- Developer: Microdeal
- Programmer: Steve Bak
- Artist: Pete Lyon
- Composer: Rob Hubbard
- Platforms: Atari ST, Amiga
- Release: 1987
- Genre: Scrolling shooter
- Modes: Single-player, multiplayer

= Goldrunner =

1987 video game

Goldrunner is a vertically scrolling shooter developed by Steve Bak and Pete Lyon for the Atari ST and published by Microdeal in 1987. Rob Hubbard composed the music. An Amiga version followed, as well as a 1988 sequel, Goldrunner II.

==Gameplay==
Goldrunner is a freely vertically scrolling shooter game where it is possible to fly back and forth as in Defender. The player steers a golden spaceship equipped with two laser cannons, flying over huge ring worlds whose structures must be destroyed. The ship has a speed booster to accelerate.

== Legacy ==
The immediate follow-on, Goldrunner II, offered a similar aesthetic to the original title.
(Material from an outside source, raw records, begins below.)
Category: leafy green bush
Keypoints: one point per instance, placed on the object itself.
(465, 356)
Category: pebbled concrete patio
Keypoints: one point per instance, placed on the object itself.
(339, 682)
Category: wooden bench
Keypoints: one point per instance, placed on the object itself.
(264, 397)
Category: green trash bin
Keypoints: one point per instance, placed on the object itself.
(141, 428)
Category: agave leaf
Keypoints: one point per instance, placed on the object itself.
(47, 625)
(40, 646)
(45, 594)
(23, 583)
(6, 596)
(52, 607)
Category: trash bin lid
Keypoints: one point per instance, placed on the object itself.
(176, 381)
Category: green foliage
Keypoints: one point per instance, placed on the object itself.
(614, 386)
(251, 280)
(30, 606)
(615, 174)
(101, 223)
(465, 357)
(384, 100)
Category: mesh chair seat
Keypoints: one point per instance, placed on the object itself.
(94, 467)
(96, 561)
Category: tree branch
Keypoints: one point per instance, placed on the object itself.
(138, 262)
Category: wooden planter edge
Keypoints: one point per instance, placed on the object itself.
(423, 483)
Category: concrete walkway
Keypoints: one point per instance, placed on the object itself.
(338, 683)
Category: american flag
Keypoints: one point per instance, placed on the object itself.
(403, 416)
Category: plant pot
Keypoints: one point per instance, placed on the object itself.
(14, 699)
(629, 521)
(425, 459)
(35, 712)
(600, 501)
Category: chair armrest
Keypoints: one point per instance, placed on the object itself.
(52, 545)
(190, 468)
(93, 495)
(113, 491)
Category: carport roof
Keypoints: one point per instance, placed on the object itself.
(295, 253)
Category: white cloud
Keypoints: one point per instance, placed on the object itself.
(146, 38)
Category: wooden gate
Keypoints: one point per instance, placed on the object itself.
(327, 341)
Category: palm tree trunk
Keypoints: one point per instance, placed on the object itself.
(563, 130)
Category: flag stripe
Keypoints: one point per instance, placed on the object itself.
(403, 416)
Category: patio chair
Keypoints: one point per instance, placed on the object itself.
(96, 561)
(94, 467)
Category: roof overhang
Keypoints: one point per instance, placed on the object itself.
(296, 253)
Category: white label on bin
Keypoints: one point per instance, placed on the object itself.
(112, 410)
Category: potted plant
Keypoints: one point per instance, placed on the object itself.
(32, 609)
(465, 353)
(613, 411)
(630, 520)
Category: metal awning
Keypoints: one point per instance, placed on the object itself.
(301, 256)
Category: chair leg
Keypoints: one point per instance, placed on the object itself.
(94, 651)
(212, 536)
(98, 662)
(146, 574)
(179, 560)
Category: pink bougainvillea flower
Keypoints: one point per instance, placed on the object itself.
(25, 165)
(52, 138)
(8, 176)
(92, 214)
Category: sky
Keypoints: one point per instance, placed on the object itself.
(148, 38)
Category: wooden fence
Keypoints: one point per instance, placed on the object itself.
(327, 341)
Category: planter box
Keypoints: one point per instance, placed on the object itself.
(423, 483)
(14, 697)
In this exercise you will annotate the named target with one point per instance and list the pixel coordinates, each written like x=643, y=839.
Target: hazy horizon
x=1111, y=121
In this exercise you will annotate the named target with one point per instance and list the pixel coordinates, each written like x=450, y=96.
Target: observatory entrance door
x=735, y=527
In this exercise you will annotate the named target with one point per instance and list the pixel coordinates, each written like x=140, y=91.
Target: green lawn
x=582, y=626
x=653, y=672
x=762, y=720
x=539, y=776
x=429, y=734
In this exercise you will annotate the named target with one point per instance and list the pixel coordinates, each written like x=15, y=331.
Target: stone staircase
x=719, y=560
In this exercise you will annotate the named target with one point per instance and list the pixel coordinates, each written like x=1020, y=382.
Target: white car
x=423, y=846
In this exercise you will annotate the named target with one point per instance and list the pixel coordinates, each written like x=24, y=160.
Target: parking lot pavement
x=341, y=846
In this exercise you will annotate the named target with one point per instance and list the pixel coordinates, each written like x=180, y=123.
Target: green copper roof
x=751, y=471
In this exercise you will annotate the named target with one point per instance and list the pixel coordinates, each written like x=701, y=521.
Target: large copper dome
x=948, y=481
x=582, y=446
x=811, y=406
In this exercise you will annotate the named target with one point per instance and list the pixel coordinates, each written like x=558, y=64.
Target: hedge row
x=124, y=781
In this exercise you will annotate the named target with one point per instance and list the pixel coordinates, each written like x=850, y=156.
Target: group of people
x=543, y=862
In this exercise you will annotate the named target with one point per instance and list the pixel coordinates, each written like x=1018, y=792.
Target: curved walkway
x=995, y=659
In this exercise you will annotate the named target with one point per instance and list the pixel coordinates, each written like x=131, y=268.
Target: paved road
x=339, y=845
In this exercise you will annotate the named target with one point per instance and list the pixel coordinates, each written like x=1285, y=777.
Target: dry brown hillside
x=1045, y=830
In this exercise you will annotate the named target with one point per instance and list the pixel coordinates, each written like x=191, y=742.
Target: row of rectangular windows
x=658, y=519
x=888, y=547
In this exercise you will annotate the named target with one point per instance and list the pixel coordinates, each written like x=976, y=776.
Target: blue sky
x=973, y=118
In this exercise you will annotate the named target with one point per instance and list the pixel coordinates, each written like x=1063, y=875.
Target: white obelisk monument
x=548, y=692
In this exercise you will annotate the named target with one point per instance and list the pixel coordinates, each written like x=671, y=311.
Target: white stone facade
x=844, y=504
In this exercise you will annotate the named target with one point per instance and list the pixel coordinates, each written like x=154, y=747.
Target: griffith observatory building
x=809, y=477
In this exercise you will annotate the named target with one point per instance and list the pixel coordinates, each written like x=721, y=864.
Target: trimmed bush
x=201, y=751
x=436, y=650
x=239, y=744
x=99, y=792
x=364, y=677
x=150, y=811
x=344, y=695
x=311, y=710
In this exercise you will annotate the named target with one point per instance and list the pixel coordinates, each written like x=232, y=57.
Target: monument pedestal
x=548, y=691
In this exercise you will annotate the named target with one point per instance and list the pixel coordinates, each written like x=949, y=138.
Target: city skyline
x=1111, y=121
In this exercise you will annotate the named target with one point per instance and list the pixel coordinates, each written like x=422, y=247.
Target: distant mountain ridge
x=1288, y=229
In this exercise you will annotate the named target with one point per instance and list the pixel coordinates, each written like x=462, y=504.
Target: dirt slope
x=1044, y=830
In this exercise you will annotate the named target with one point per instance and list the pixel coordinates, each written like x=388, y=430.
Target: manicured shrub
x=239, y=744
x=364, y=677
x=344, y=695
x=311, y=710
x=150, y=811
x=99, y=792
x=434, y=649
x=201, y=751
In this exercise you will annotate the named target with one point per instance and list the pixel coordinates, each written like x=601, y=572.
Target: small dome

A third entry in the series was planned, entitled Goldrunner 3D. This was to mark a departure from the traditional 2D scrolling shooter format with a radical new look and gameplay. Trailed as early as 1989, the project suffered significant delays however, finally seeing release under Ocean as Epic in 1992.

==Reception==
Rich Teverbaugh of Antic in November 1988 praised Goldrunner IIs "flawless execution" and "twist" unusual gameplay. While criticizing the skimpy documentation, he concluded that it "is a worthwhile addition to the library of any gamer who yearns for something different".